OFNIs constitucionalizados
É verdade que não se lhes pode assacar responsabilidades na
criação deste OFNI, apenas na sua imerecida propagação. Poderão até alegar como
atenuante o facto de se terem inspirado nas formulações (ainda mais deficientes)
adoptadas recentemente pela Constituição da República Portuguesa. A epígrafe
do artigo 71 da Constituição era, desde 1976, "Deficientes". O seus dois números
tinham a redacção seguinte: "1.Os cidadãos física ou mentalmente deficientes
gozam plenamente dos direitos e estão sujeitos aos deveres consignados na Constituição,
com ressalva do exercício ou do cumprimento daqueles para os quais se encontrem
incapacitados. 2. O Estado obriga-se a realizar uma política nacional de prevenção
e tratamento, reabilitação e integração dos deficientes [sic] e de apoio às
suas famílias, a desenvolver uma pedagogia que sensibilize a sociedade quanto
aos deveres de respeito e solidariedade para com eles e a assumir o encargo
da efectiva realização dos seus direitos, sem prejuízo dos direitos e deveres
dos pais ou tutores". A revisão constitiucional (RC) de 1989, aditou um terceiro
enunciado: 3." O Estado apoia as associações de deficientes [sic]". A RC de
1997 alterou a epígrafe do artigo 71 para "Cidadãos portadores de deficiência",
expressão que passou também a figurar nos seus três numeros onde antes se lia
"cidadãos física e mentalmente deficientes" ou simplesmente "os deficientes".
Oxímoros
Sendo "deficiente" um ADJECTIVO (não um substantivo) que significa
"falho, falto, imperfeito" e se diz de coisas, em particular de números (não
de pessoas), foi bom que desaparecesse da epígrafe e dos números 2 e 3 do artigo
71. Quanto ao mais, a emenda foi pior que o soneto. O Grande Dicionário da Língua
Portuguesa caracteriza (e bem) a palavra "deficiência" como um SUBSTANTIVO,
não um adjectivo, aplicável a coisas, não a pessoas: "(do Latim, deficientia).

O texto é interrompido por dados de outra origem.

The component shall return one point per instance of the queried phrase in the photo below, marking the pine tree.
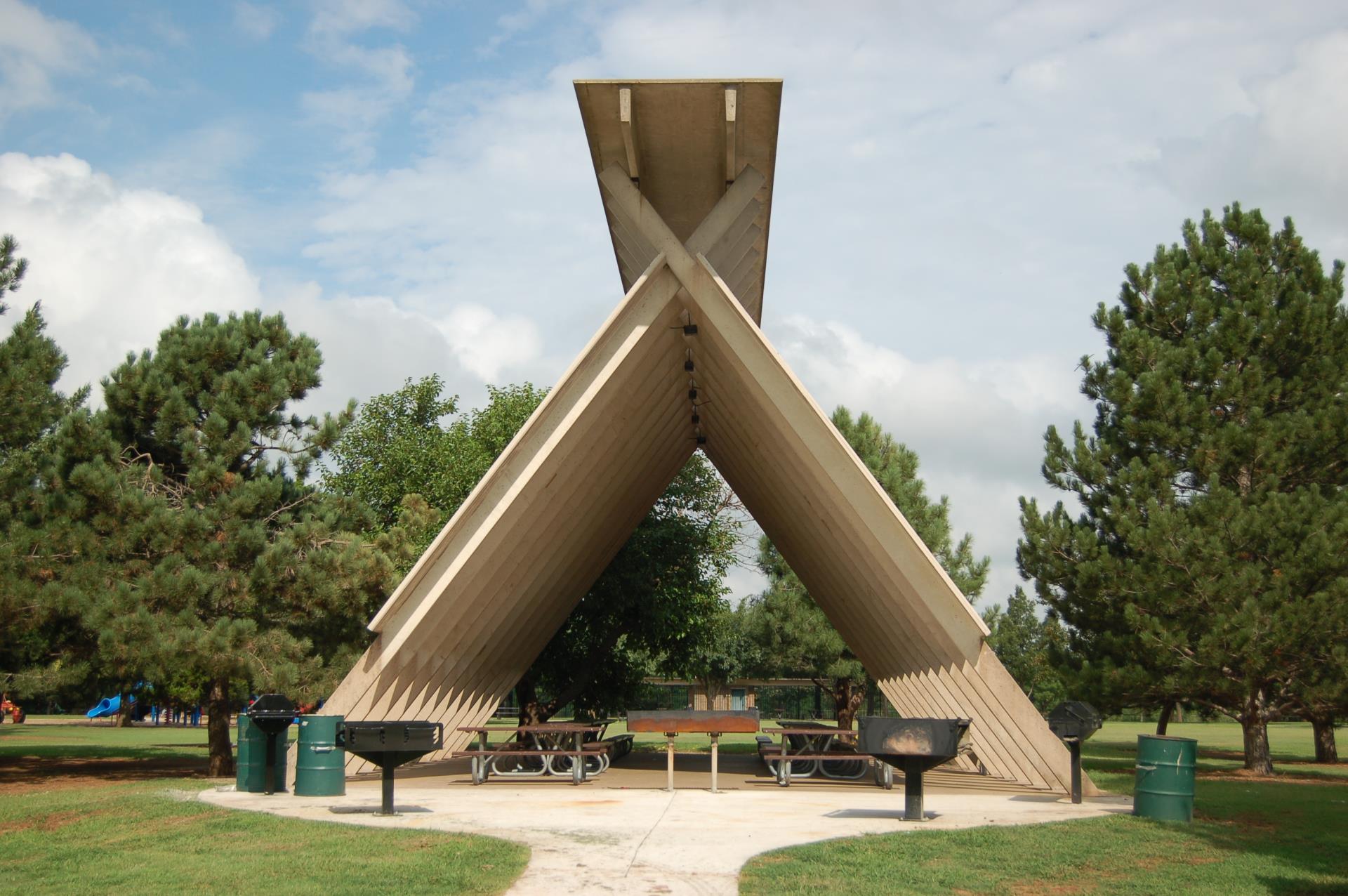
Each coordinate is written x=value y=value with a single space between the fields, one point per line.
x=1026 y=645
x=1208 y=560
x=35 y=643
x=185 y=535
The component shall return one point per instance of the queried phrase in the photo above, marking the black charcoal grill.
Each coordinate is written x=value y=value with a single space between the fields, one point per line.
x=390 y=746
x=271 y=714
x=1073 y=723
x=911 y=746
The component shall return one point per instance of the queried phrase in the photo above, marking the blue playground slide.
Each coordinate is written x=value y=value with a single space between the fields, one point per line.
x=107 y=706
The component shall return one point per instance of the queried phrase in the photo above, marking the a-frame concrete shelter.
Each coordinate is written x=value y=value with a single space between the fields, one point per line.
x=685 y=171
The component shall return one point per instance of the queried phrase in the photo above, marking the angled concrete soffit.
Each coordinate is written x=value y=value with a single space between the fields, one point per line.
x=565 y=495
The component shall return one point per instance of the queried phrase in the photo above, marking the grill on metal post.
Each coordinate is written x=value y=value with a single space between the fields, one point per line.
x=1073 y=723
x=272 y=714
x=911 y=746
x=388 y=746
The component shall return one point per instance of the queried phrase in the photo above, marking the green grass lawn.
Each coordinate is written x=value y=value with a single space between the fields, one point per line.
x=101 y=740
x=1251 y=836
x=154 y=838
x=64 y=828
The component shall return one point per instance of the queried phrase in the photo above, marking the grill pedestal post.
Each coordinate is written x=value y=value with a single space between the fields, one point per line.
x=386 y=806
x=913 y=789
x=1075 y=746
x=271 y=764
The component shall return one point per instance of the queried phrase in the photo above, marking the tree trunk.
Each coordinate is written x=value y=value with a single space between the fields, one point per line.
x=218 y=730
x=847 y=698
x=1327 y=751
x=531 y=712
x=1254 y=721
x=1163 y=723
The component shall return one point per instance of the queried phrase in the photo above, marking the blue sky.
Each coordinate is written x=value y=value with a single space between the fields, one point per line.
x=958 y=186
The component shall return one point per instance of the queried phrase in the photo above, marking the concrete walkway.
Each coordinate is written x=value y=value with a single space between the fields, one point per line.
x=608 y=840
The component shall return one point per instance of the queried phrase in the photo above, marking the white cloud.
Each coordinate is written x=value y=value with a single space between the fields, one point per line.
x=489 y=344
x=977 y=428
x=255 y=22
x=350 y=16
x=34 y=50
x=1283 y=151
x=114 y=265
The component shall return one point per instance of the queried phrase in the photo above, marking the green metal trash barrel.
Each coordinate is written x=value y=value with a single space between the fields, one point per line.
x=251 y=763
x=321 y=765
x=242 y=753
x=1165 y=778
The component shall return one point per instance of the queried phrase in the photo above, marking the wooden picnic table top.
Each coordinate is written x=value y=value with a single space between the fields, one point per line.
x=546 y=728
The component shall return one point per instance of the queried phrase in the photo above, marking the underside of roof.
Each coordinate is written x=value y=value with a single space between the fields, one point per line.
x=565 y=495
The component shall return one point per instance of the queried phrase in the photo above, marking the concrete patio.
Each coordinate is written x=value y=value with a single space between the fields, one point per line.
x=622 y=833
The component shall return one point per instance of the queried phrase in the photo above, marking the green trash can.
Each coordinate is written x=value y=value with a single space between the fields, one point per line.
x=1165 y=778
x=320 y=765
x=251 y=763
x=242 y=749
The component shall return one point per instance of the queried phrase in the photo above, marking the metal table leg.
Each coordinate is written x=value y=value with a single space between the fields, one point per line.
x=669 y=739
x=715 y=739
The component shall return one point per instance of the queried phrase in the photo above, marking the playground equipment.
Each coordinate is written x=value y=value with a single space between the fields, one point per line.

Falta; Imperfeição || Quebra; falha no que se tinha somado ou orçado".
Se insistirmos, portanto, em forçar este substantivo a fazer ofício de adjectivo
para falar de pessoas, criamos automáticamente um oxímoro ainda mais odioso
do que aqueles que parecem ser produzidos expressamente para tentar desmantelar
a nossa capacidade de juízo crítico. Lembro, a título de exemplo, apenas alguns
dos mais recentes, como "os bombardeamentos cirúrgicos" (para designar aqueles
bombardeamentos que conseguem acertar numa área não superior a metade de um
campo de futebol), "os danos colaterais" (para designar as vítimas inocentes
de tais bombardeamentos) ou "as salas de injecção assistida" (para designar
a tentativa reiterada de levar o Estado a apoiar em surdina os narcotraficantes
com o dinheiro dos contribuintes, a pretexto, pois claro, de ajudar as vítimas
do narcotráfico).
Dever de respeito e solidariedade
Admito que os oxímoros "pessoas com deficiência" e "cidadãos
portadores de deficiência" possam ser de alguma utilidade para falarmos com
punhos de renda de assassinos compulsivos, ditadores sanguinários ao estilo
de Hitler, Estaline, Sukarno, Amin Dada, ou Pol Pot, torturadores profissionais
e gente desse quilate. Mas dizer o mesmo de pessoas com limitações específicas
- quer sejam limitações de natureza motora (e.g. paralisia cerebral, mutilação
dos membros), sensorial (e.g. cegueira ou surdez) ou mental (e.g. trissomia
21, autismo) - que as incapacitam para o exercício de certas actividades e lhes
conferem o direito a certos apoios especiais, será tudo o que se quiser menos
"desenvolver uma pedagogia que sensibilize a sociedade quanto aos deveres de
respeito e solidariedade para com elas".
Não temos outro remédio senão esperar até à próxima revisão constitucional para
requerer aos deputados que façam desaparecer estas infamantes expressões de
Brutuguês do texto constitucional. Mas não temos que ficar parados até lá. Podemos
começar por aboli-las do nosso próprio vocabulário, substituindo-as, por exemplo,
por "cidadãos portadores de direitos especiais", uma expressão criada no Brasil
por Frei Betto.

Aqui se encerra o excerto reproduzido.